Any extensible automorphism of a group is a permutation-extensible automorphism.

Definitions used

Extensible automorphism

Further information: Extensible automorphism

An automorphism \sigma of a group G is termed extensible if, for any embedding of G in a bigger group H, there exists an automorphism \sigma' of H such that the restriction of \sigma' to G equals \sigma.
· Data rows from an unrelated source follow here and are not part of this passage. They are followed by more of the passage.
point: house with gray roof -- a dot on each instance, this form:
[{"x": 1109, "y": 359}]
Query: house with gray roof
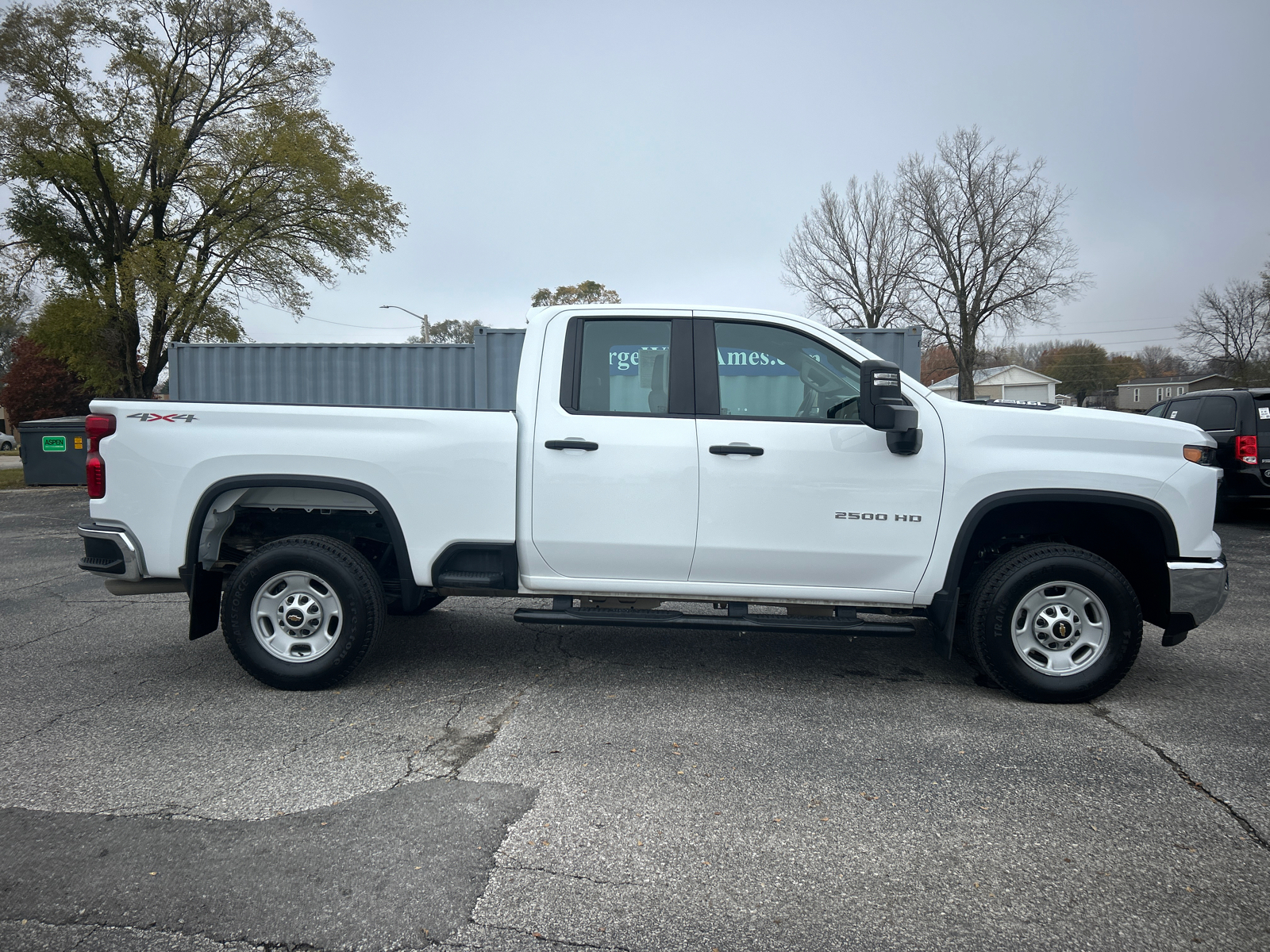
[
  {"x": 1009, "y": 382},
  {"x": 1141, "y": 395}
]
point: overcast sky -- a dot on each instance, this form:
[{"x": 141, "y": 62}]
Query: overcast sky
[{"x": 668, "y": 150}]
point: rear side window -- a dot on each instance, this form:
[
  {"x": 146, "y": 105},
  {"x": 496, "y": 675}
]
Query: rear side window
[
  {"x": 1217, "y": 413},
  {"x": 1184, "y": 410},
  {"x": 625, "y": 367}
]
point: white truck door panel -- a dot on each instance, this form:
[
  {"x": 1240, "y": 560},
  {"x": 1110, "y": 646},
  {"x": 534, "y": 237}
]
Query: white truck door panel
[
  {"x": 823, "y": 505},
  {"x": 626, "y": 509}
]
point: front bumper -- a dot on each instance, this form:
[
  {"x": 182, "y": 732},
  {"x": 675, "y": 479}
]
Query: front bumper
[
  {"x": 1198, "y": 589},
  {"x": 112, "y": 552}
]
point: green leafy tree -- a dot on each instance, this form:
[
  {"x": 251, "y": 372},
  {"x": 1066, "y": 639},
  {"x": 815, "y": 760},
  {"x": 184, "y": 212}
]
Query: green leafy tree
[
  {"x": 586, "y": 292},
  {"x": 14, "y": 317},
  {"x": 194, "y": 168}
]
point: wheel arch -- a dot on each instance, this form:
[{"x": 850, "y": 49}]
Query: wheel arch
[
  {"x": 194, "y": 574},
  {"x": 1134, "y": 533}
]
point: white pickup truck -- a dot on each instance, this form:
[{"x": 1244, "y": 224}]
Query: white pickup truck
[{"x": 755, "y": 463}]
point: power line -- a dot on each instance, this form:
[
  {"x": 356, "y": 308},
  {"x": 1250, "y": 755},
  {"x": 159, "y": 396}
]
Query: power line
[{"x": 364, "y": 327}]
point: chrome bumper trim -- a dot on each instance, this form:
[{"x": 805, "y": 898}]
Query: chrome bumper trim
[
  {"x": 133, "y": 562},
  {"x": 1198, "y": 589}
]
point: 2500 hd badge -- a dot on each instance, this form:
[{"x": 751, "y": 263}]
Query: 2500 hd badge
[{"x": 878, "y": 517}]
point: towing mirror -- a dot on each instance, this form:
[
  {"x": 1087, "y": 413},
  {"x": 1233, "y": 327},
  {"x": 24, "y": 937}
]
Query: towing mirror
[{"x": 883, "y": 406}]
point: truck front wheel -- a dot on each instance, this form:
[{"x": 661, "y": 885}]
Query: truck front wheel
[
  {"x": 300, "y": 613},
  {"x": 1054, "y": 624}
]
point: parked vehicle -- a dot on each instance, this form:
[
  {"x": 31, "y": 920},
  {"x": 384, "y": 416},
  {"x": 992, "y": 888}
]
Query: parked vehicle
[
  {"x": 755, "y": 463},
  {"x": 1238, "y": 420}
]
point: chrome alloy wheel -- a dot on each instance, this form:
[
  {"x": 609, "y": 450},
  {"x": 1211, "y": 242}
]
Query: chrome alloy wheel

Permutation-extensible automorphism

Further information: Permutation-extensible automorphism

An automorphism \sigma of a group G is termed permutation-extensible if, for any embedding of G in a symmetric group \operatorname{Sym}(S), there exists an element h \in \operatorname{Sym}(S) such that if \sigma' = c_h is conjugation by h, the restriction of \sigma' to G is \sigma. In other words, \sigma extends to an inner automorphism of \operatorname{Sym}(S).

Related facts

Applications

Facts used

  1. Symmetric groups on finite sets are complete: For n a natural number other than 2 or 6, the symmetric group on n elements is a complete group. In particular, every automorphism of it is inner.
  2. Symmetric groups on infinite sets are complete: The symmetric group on any infinite set is a complete group. In particular, every automorphism of it is inner.

Proof

Given: A group G, an extensible automorphism \sigma of G. A set S with an embedding G \to \operatorname{Sym}(S).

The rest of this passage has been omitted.